Medication non-adherence is a costly problem for everyone in health care. A study published in the American Journal of Managed Care found that patients who adhered to their prescription schedules saved up to $5,341 annually in medical costs, while patients who were non-adherent cost as much as $2,763 more to treat.
For more on this topic, read How Technology is Improving Medication Adherence
Pharmacists can often help patients find the most cost-effective medications for treating their conditions, either by suggesting a generic if available, or informing them of discounts from pharmaceutical companies or apps such as GoodRx or OneRx.
A typical patient sees a pharmacist 10 times more per year than their primary care doctor.
The typical patient sees a pharmacist 10 times more often than a primary care provider in the course of a year, said Joe Moose, Pharm D., co-owner of a North Carolina-based chain of independent pharmacies, in the article. “That means we have 10 times more opportunities to reinforce the care plan. That’s the real way you save on drug costs.” He suggests that doctors make pharmacists part of the care team by sharing patient treatment plans with them whenever possible.
Partners in patient education and prescribing
Pharmacists also can play an important role in providing patient education, performing tests to identify infections, administering vaccines, and even in some cases distributing medications without a doctor’s prescription. Pharmacists in California, Oregon, Washington, and Washington, D.C. can prescribe birth control, reported the Pharmacy Times.
Expanding pharmacists’ role could also help combat the opioid epidemic. “State-specific standing orders could be revised to permit pharmacists to dispense naloxone without a prescription from a physician or nurse practitioner,” suggested Drug Topics. Currently, only 23 states allow naloxone to be purchased at a pharmacy without a prescription.
Pharmacists can help ease the doctor shortage, if issues related to prescribing and reimbursement are resolved.
Pharmacists are also poised to ease the looming doctor shortage, if legal and reimbursement hurdles are overcome. California’s Senate Bill (SB) 493, which was signed into law in 2013, is intended to make better use of what many consider the most accessible yet underutilized health care practitioner in the community, as explained in this public radio story out of California’s San Joaquin Valley. The area is already feeling the pinch of having 35 percent fewer primary care doctors than the federal government recommends.

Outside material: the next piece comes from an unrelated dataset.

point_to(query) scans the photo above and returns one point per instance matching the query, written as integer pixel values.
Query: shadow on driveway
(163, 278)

By allowing pharmacists to “practice at the ‘top of their license’—the peak of what they are capable and licensed to do,” as Johns Hopkins’ study author Gronvall put it, it would keep primary care providers focused on other medical issues that only they are trained to handle.
However, one major obstacle still stands in their way. Pharmacists are not recognized by Medicare or CMS, and that limits them in terms of billing for their professional services, Lisa Kroon, chair of the department of clinical pharmacy at UC San Francisco, told Valley Public Radio. “And until that gets resolved, most pharmacists won’t be embracing their new role.”
Working together can boost productivity, profits
Still, the future holds promise for doctors and pharmacists who are willing to work together, said Bryan Ziegler, PharmD, executive director of the Kennedy Pharmacy Innovation Center in Columbia, S.C., at a meeting of the National Community Pharmacists Association.
Doctors who referred more patients to pharmacists made 15 percent more money than their colleagues.
“We are actually making physicians more productive,” Ziegler said of his own company. “Doctors who referred more patients to our pharmacists made more money than their colleagues — 15 percent more. They saw the same number of patients, but they were able to clear up their schedules so they could see more complex patients, do more care, and see more new patients.”